Tropical fruit trees (great planting time before the rainy season really hits):

  • Mango, avocado, sapodilla, lychee, sugar apple, tropical guava. Plant now while soil is still workable but rain is regular.

Skip until fall:

  • Almost everything from a standard mainland US vegetable garden. The October–April growing season is your real garden.

Universal May Tasks for Florida Gardeners

No matter what zone you're in:

  • Mulch heavily. 3–4 inches of pine straw, leaves, or wood chips. Florida sand drains too fast and bakes in the sun. Mulch is the single biggest thing you can do for your garden's water retention.
  • Water at the base, in the morning. Overhead watering in Florida humidity is a recipe for fungal disease. Drip or soaker hoses pay for themselves the first season.
  • Scout for pests weekly. Caterpillars, aphids, and whiteflies all explode in May. A 10-minute walk-through with a spray bottle of soapy water beats a chemical treatment two weeks later when the damage is done.
  • Start fall garden seeds indoors mid-May. Tomatoes, peppers, and eggplant for September transplant should be started now. Yes, while your spring tomatoes are still finishing.

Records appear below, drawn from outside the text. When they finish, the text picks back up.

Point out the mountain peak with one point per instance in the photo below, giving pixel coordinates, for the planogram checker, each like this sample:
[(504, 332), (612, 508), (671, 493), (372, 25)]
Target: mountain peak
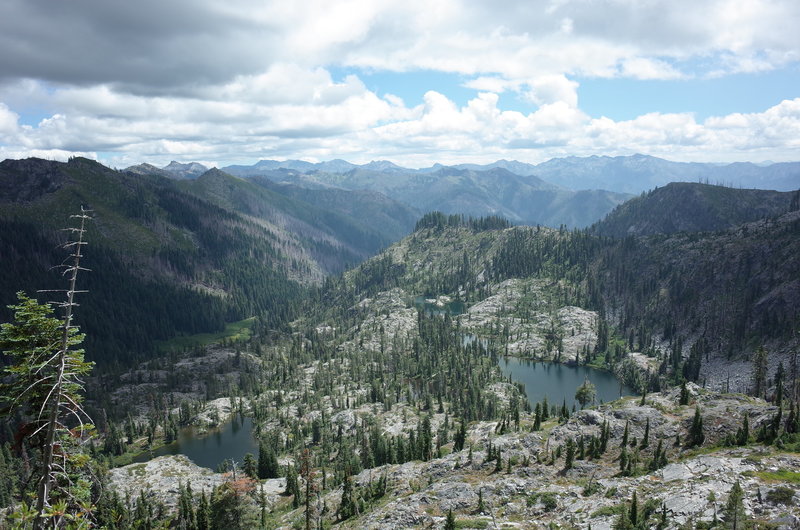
[(187, 171)]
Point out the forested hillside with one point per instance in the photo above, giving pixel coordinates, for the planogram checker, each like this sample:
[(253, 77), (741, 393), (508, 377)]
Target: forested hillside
[(693, 207), (225, 247), (694, 295)]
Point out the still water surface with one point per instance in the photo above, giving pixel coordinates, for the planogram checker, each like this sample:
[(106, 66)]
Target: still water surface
[(230, 442), (559, 381)]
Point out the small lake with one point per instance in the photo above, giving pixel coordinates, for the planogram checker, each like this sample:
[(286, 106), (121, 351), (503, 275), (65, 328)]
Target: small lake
[(560, 381), (231, 441)]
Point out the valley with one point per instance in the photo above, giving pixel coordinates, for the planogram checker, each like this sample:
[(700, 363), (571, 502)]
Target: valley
[(388, 393)]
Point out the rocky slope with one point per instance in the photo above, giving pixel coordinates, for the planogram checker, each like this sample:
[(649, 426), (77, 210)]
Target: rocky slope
[(687, 207)]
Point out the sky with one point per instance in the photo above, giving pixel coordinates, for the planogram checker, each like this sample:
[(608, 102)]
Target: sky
[(414, 82)]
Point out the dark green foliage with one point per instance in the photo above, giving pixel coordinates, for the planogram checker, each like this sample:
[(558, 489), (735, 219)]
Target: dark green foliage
[(734, 515), (569, 459), (450, 521), (696, 436), (230, 508), (684, 397), (439, 221), (646, 437), (781, 495), (250, 466), (743, 433), (267, 461), (348, 507), (460, 437)]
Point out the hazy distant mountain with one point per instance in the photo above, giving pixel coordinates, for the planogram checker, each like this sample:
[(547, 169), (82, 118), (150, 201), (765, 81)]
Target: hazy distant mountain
[(150, 169), (497, 191), (265, 167), (691, 207), (185, 171), (371, 209), (628, 174), (224, 246)]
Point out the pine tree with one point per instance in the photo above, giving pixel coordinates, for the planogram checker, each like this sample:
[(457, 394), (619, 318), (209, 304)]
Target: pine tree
[(450, 522), (570, 456), (646, 437), (684, 398), (203, 515), (760, 372), (267, 461), (249, 466), (743, 433), (696, 436), (45, 377), (460, 437), (348, 506), (624, 442), (734, 515)]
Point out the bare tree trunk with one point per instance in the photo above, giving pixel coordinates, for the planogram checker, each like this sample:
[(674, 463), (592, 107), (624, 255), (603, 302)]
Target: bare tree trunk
[(56, 396)]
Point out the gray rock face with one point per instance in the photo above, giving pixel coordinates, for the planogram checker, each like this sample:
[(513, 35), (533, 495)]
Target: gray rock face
[(27, 180), (161, 477)]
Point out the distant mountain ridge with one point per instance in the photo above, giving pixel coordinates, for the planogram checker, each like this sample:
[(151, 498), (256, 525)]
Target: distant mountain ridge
[(227, 247), (693, 207), (496, 191), (626, 174)]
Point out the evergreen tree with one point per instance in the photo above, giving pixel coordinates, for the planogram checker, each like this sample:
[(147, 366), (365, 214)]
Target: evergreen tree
[(570, 456), (460, 437), (760, 372), (450, 522), (624, 442), (696, 435), (743, 433), (684, 398), (249, 466), (586, 393), (292, 487), (734, 515), (348, 507), (646, 437), (203, 515), (268, 466)]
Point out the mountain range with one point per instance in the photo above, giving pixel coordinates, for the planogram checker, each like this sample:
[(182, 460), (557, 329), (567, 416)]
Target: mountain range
[(625, 174)]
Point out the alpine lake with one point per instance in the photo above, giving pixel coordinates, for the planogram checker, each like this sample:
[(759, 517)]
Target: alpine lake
[(558, 382)]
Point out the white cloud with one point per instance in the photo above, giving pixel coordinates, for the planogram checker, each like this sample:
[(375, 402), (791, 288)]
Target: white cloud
[(649, 68), (8, 121)]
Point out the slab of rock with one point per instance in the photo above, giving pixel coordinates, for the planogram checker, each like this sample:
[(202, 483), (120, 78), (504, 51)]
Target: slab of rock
[(161, 477)]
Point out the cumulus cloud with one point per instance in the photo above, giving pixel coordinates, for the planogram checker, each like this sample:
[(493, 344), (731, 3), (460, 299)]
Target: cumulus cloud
[(244, 79)]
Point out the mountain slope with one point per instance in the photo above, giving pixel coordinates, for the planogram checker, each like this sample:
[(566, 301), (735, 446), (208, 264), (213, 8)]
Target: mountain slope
[(722, 294), (225, 247), (637, 173), (371, 210), (496, 191), (688, 207)]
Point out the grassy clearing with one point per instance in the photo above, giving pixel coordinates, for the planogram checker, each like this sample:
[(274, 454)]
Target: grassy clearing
[(783, 475), (235, 331)]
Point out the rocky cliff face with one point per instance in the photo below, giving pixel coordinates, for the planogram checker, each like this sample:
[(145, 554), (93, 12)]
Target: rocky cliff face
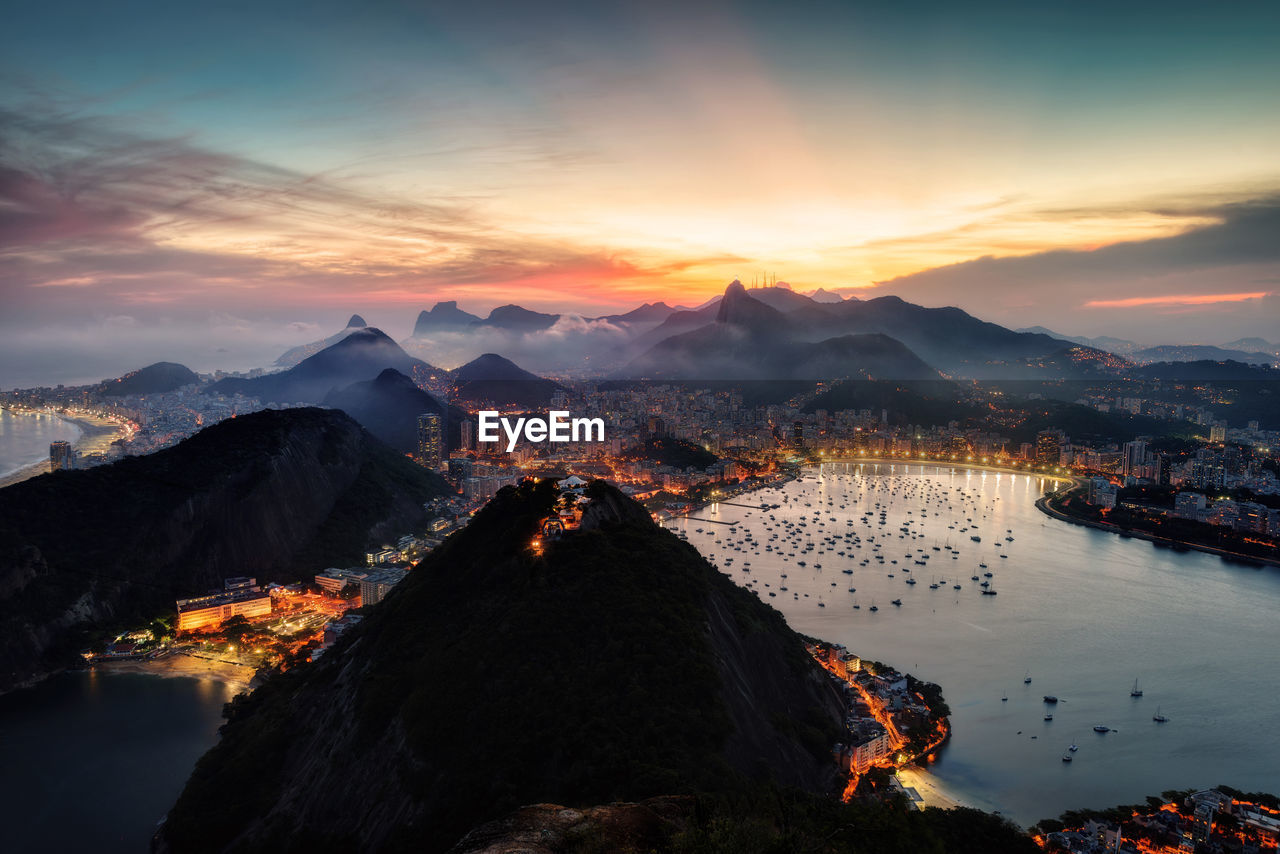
[(611, 663), (272, 494)]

A Note on Zones — and Why Yours Matters More Here Than Most Places

Florida's USDA zones span 8b in the panhandle to 11 in the Keys. That's the same zone spread you'd see between Tennessee and the Caribbean. What works in Jacksonville will fail in Miami, and vice versa. If you're not sure which zone you're in, enter your zip code on GreenPrint.garden — it'll show you your zone, your local frost dates, and the plants that actually fit your microclimate.

The shortcut: Florida is so long that "Florida gardening advice" is mostly useless without knowing your specific zone. Always check yours before trusting a generic guide.